Latent Semantic Indexing

In the context of text mining, the process of latent semantic indexing is concerned with the derivation of underlying dimensions of "meaning" from the words (terms) extracted from a collection of documents.

The most basic result of text mining is an initial indexing of words found in the input documents, and the computation of a frequency table with simple counts enumerating the number of times that each word occurs in each input document. Also, in practice, you can further transform those raw counts to indices that better reflect the (relative) "importance" of words and/or their semantic specificity in the context of the set of input documents (see, for example, inverse document frequencies).

Next, a common analytic tool for interpreting the "meaning" or "semantic space" described by the words that were extracted and, hence, by the documents that were analyzed, is to create a mapping of the words and documents into a common space, computed from the word frequencies or transformed word frequencies (e.g., inverse document frequencies). In general, here is how it works:

Suppose you index a collection of customer reviews of their new automobiles (e.g., for different makes and models). You may find that every time a review includes the word "gas-mileage," it  also includes the term "economy." Further, when reports include the word "reliability" they also include the term "defects" (e.g., make reference to "no defects"). However, there is no consistent pattern regarding the use of the terms "economy" and "reliability," i.e., some documents include either one, both, or neither. In other words, these four words "gas-mileage" and "economy," and "reliability" and "defects," describe two independent dimensions - the first having to do with the overall operating cost of the vehicle, the other with quality and workmanship.

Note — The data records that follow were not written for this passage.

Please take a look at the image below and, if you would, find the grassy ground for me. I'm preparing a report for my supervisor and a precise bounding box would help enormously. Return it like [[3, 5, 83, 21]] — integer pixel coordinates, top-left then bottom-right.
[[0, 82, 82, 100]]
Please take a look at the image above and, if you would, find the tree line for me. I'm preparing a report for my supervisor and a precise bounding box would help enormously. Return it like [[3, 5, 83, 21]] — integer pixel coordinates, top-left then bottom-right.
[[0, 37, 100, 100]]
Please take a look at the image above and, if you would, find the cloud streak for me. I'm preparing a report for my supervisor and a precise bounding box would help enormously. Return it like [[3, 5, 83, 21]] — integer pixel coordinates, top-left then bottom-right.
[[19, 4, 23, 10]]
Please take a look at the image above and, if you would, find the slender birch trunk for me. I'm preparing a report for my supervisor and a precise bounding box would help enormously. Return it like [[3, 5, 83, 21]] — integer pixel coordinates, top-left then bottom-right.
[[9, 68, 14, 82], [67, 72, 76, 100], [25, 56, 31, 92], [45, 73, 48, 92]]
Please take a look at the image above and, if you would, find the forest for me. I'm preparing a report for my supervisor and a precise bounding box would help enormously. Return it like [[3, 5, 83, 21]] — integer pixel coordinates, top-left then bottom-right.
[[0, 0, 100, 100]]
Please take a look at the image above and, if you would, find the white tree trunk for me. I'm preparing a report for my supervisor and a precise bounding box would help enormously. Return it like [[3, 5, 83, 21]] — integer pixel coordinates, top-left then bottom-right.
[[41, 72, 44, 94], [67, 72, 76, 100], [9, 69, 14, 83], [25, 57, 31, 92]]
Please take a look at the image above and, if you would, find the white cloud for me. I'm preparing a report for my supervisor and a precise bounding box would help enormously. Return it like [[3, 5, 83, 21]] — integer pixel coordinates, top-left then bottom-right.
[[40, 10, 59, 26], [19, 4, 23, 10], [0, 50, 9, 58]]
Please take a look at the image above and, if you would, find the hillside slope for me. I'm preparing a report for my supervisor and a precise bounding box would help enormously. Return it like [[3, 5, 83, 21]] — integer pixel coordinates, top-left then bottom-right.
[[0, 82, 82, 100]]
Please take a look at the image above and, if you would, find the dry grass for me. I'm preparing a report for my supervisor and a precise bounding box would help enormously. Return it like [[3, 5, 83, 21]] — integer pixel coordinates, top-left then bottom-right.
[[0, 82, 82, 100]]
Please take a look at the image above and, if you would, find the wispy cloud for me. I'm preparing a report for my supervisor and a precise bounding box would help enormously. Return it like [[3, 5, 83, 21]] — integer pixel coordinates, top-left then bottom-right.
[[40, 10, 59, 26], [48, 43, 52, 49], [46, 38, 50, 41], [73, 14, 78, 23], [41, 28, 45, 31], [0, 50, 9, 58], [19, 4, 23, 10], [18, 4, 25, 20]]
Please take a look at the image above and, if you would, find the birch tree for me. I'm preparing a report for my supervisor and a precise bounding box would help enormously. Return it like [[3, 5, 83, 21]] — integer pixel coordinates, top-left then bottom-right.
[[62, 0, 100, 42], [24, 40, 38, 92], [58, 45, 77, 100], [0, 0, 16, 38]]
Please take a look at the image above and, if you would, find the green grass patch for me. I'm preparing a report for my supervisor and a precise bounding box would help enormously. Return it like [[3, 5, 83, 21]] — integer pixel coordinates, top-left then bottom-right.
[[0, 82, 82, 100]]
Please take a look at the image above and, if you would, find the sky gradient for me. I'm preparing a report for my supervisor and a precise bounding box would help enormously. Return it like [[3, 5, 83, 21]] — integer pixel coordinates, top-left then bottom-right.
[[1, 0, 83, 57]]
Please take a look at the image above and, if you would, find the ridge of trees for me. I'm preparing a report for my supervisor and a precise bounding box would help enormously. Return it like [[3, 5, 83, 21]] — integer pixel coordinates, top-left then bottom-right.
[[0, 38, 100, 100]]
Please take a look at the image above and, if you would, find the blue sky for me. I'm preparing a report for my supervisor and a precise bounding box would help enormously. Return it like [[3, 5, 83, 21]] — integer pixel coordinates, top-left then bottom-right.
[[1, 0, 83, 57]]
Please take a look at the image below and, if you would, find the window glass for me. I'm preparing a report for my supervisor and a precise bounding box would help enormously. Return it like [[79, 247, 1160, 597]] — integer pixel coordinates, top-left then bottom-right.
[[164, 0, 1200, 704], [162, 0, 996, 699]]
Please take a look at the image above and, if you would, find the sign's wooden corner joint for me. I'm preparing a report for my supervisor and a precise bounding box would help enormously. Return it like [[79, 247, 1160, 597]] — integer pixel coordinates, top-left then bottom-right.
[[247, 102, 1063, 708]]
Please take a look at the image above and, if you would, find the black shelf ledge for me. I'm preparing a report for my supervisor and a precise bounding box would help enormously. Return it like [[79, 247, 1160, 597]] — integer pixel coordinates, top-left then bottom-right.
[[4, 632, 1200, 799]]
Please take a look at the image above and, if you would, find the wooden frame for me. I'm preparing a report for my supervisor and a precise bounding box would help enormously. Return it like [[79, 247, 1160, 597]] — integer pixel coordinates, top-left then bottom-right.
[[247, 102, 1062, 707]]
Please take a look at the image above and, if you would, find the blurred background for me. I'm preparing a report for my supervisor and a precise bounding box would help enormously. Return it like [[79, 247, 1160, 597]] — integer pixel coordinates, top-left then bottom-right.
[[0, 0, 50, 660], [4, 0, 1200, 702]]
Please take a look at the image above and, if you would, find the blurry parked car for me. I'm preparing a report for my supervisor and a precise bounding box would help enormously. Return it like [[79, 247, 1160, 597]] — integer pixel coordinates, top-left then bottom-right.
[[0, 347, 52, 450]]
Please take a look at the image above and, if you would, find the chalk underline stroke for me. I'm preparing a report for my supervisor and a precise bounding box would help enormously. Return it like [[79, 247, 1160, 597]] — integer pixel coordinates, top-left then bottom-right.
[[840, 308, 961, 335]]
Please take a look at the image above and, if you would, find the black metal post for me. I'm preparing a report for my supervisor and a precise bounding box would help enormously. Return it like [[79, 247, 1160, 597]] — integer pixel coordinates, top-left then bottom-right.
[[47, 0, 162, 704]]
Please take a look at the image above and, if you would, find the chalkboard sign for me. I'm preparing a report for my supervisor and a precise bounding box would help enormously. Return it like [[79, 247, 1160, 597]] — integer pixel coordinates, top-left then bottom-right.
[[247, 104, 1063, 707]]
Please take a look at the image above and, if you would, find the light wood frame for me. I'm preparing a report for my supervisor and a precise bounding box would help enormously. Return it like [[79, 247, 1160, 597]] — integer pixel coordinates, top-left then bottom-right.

The idea of latent semantic indexing is to identify such underlying dimensions (of "meaning"), into which the words and documents can be mapped. As a result, you can identify the underlying (latent) themes described or discussed in the input documents, and also identify the documents that mostly deal with each dimension (e.g., economy, reliability, or both).

In practice (e.g., in STATISTICA Text Mining and Document Retrieval), singular value decomposition is often used to extract the underlying semantic dimensions from the matrix of (transformed) word counts across documents.

For more information, see Manning and Schütze (2002) and Miner, G.; Elder, J., Hill, T., Nisbet, R., Delen, D., Fast, A. (2012); see also the STATISTICA Text Mining and Document Retrieval Introductory Overview.